Surfant sur cette vague, Epicery a attiré l'attention de Geopost, filiale de La Poste, qui est devenu son actionnaire majoritaire fin 2021. Mais ce coup de boost n'a été que de courte durée. Avec la réouverture progressive de l'économie et le retour à une consommation plus directe, les ventes d'Epicery ont commencé à s'éroder.
Victime collatérale de l'inflation et de la concurrence
La flambée des prix des produits alimentaires n'a rien arrangé. Face à une inflation galopante, de nombreux consommateurs ont dû revoir leur budget courses et se tourner vers des alternatives moins onéreuses que l'épicerie fine. Un coup dur pour Epicery, dont la rentabilité était déjà fragile.

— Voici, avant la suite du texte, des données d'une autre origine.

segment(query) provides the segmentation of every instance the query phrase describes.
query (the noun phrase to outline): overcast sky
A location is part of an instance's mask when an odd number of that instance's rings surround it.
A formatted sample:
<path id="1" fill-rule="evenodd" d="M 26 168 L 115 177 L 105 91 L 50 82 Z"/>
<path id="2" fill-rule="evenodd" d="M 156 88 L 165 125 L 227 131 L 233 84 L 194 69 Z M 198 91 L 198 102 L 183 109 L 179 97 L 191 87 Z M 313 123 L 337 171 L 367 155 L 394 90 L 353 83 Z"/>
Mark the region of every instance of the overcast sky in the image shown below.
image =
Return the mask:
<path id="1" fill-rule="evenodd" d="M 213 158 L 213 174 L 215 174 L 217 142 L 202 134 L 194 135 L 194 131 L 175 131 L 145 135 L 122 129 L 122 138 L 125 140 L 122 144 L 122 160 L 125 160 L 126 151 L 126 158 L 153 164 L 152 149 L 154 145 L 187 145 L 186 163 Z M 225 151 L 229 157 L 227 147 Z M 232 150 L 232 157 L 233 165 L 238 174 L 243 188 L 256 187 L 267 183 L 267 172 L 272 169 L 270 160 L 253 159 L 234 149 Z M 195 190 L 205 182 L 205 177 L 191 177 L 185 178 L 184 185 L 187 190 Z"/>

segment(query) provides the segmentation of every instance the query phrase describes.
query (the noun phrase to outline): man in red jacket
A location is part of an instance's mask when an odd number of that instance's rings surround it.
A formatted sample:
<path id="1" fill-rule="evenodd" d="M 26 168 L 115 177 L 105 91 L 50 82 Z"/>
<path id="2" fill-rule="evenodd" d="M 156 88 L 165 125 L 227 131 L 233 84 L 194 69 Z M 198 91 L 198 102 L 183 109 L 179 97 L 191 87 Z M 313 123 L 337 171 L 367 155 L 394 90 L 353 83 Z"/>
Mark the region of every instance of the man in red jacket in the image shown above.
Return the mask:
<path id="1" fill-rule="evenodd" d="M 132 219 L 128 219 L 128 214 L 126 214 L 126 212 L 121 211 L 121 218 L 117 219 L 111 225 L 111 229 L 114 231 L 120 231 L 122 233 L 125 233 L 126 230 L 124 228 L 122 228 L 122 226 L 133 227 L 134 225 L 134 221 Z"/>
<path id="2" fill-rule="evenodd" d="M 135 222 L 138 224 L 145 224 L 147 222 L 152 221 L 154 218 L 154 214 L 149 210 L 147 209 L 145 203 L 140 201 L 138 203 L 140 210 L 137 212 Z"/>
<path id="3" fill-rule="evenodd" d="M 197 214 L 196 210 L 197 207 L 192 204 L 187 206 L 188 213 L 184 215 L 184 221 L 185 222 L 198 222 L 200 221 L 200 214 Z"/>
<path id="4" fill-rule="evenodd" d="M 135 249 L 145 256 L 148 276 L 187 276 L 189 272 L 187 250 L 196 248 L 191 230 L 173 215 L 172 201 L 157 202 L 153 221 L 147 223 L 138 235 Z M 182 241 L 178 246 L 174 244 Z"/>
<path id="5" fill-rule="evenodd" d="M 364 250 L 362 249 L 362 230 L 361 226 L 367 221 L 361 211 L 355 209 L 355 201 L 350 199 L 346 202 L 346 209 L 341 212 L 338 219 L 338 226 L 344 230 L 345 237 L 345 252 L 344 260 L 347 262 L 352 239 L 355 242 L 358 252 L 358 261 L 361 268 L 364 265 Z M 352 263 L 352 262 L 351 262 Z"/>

Malgré des coupes dans son maillage (abandon de certaines villes), la startup affichait en 2023 un Ebitda négatif de -4,69 millions d'euros pour un chiffre d'affaires de seulement 2,57 millions. Difficile dans ces conditions de rivaliser avec les mastodontes de la livraison express comme Uber Eats ou Deliveroo, sans parler des acteurs éphémères mais agressifs du quick commerce (Gorillas, Flink, Cajoo...)
Un créneau de niche complexe à pérenniser
Pour Elsa Hermal, co-fondatrice d'Epicery, cette issue n'est pas une fatalité mais illustre la complexité du secteur :
Les entreprises de logistique sont compliquées et difficiles en termes de métriques, mais cela ne veut pas dire que cela ne peut pas être fait.
– Elsa Hermal, co-fondatrice d'Epicery
De son côté, le groupe La Poste assume sa décision et invoque "une analyse approfondie des performances financières et opérationnelles de sa filiale". Le contexte de marché et la perte de synergies (revente de Stuart) auront eu raison de cette aventure entrepreneuriale.
L'héritage d'Epicery pour les commerces locaux
Au-delà de son échec économique, Epicery laisse derrière elle un bel héritage : celui d'avoir initié de nombreux petits commerces à la vente en ligne et au potentiel du digital. Comme le souligne Édouard Morhange, ses équipes ont "introduit les épiceries locales au e-commerce" et ouvert la voie à de nouveaux modes de consommation.
Alors que la crise fragilise de nombreux commerces de proximité, cette expérience pourrait s'avérer précieuse pour diversifier leurs canaux de vente et capter une nouvelle clientèle. La fin d'Epicery n'est peut-être que le début d'une nouvelle ère pour le commerce alimentaire local.